Hopelessly Flawed

Posts tagged: writer’s workshop

Writer’s Workshop: The Story of Us

Mama's Losin' It

3.) What was it about that movie? Describe a movie you once had memorized.

I hadn’t planned to participate this week.  Even after reading the prompts, I thought I would skip it.  But as so often happens, I was later lured in against my better judgment.

This week you’re getting an abridged version, because I’m following my own restraint policy.
The movie?  The Story of Us.

It came out in 1999, before I was married.  Before I was engaged.

While we were broken up, actually.  While I was longing for someone else.

And something about this movie touched me deeply.  It was so unexpectedly real, and showed an imperfect love in a raw way that I had never seen before.

I’m a love junkie, you see.  I dreamed of a perfect, passionate, all-consuming love.

My grandparents eloped at 16 and 17, and were happily married for 63 years before my grandfather passed away.

My parents have a beautiful story.  That Vince Gill song, Look at Us, makes me think of them every time I hear it.

I’m not so into romance.  Romance fades.  I’m not into flowers or diamonds or sweet nothings.  But love? Real love?  Love gets me, every. single. time.

Elderly couples who still look at one another with adoration in their eyes.  Couples that marry after only a few dates, because they know they have found The One.  Love that conquers all, love that endures.

That endurance, though, is usually depicted in a romantic way in the movies.  We see all of the passion and none of the reality.  The Story of Us was real to me, and it opened my eyes to the idea of love being difficult.  Imperfect.  Not fun.

In ways small and lighthearted:

It is physically impossible to French-kiss a man who leaves the new roll of toilet paper resting on top of the empty cardboard roll. Does he not see it?  DOES HE NOT *SEE* IT?

{love Rita Wilson!}

And ways big and serious:

There’s a history here, and histories don’t happen overnight. In Mesopotamia or ancient Troy there are cities built on top of other cities, but I don’t want another city. I like this city. I know what kind of mood you’re in when you wake up by which eyebrow is higher, and you know I’m a little quiet in the morning and compensate accordingly. That’s a dance you perfect over time.
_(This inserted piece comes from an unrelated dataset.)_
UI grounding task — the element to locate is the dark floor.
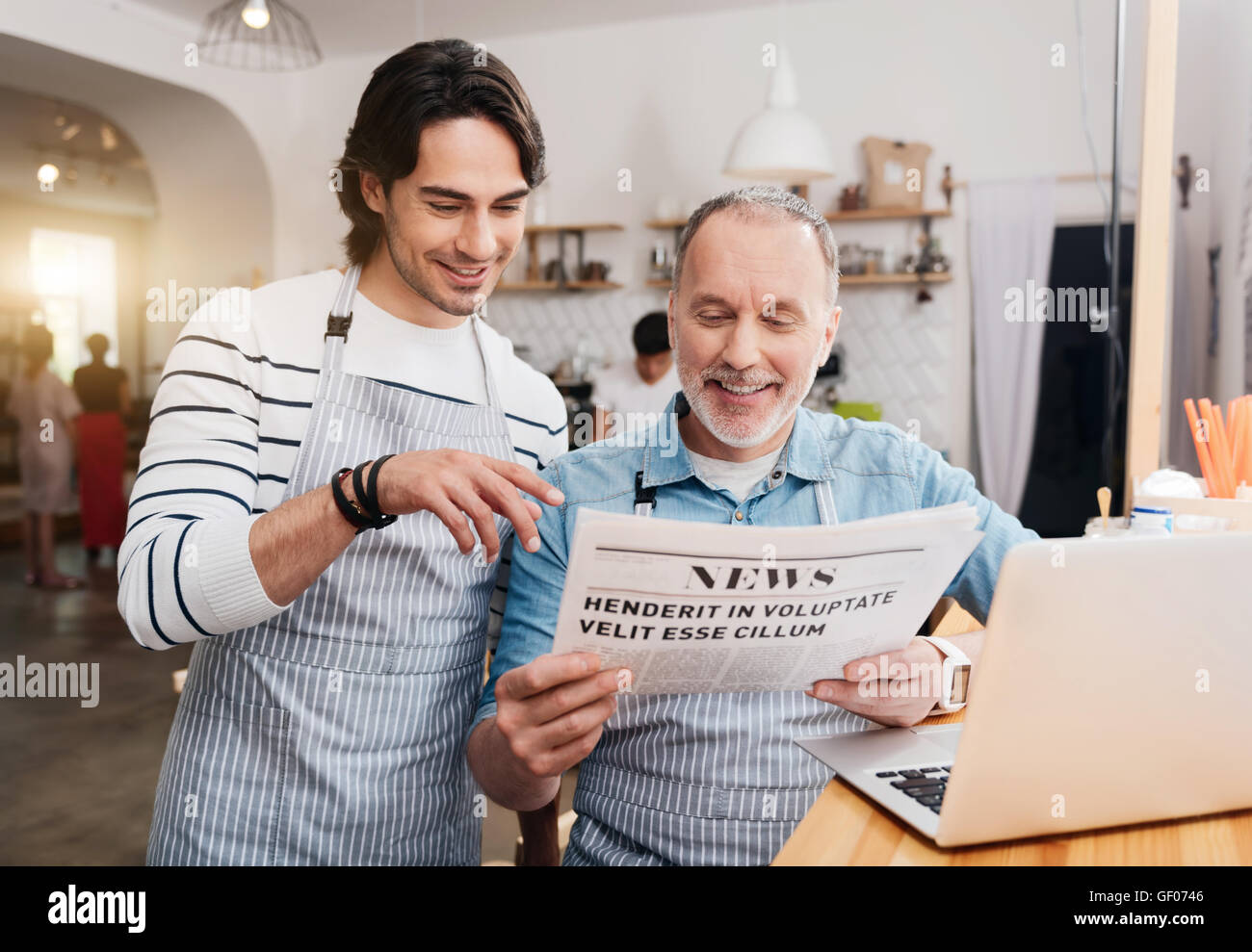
[0,543,573,865]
And it’s hard, it’s much harder than I thought it would be, but there’s more good than bad and you don’t just give up!

This movie gave me hope that even when things were bad, there might just be good lurking around the bend.

To be honest, this movie is the reason I took my boyfriend-now-husband back, after swearing I never would.  [That's a whooooole other story]

I believe that love is a choice.  That every day, you have to actively choose to love a person.  Even when you may not like them.  Even when it is hard.  Even when it isn’t fun.  Because that’s what real love is – a commitment, rather than a feeling.

From the movie Captain Corelli’s Mandolin:

“When you fall in love, it is a temporary madness. It erupts like an earthquake, and then it subsides. And when it subsides you have to make a decision. You have to work out whether your roots have become so entwined together that it is inconceivable that you should ever part. Because this is what love is.  Love is not breathlessness, it is not excitement, it is not the promulgation of promises of eternal passion, it is not the desire to mate every second of the day. It is not lying awake at night imagining that he is kissing every part of your body.  No… don’t blush!  I am telling you some truths.  That is just being ‘in love,’ which any of us can convince ourselves we are. Love itself is what is left over when being ‘in love’ has burned away, and this is both an art and a fortunate accident. Doesn’t sound very exciting, does it?  But it is!  Your mother and I had it. We had roots that grew towards each other underground, and when all the pretty blossoms had fallen from our branches we found that we were one tree and not two.”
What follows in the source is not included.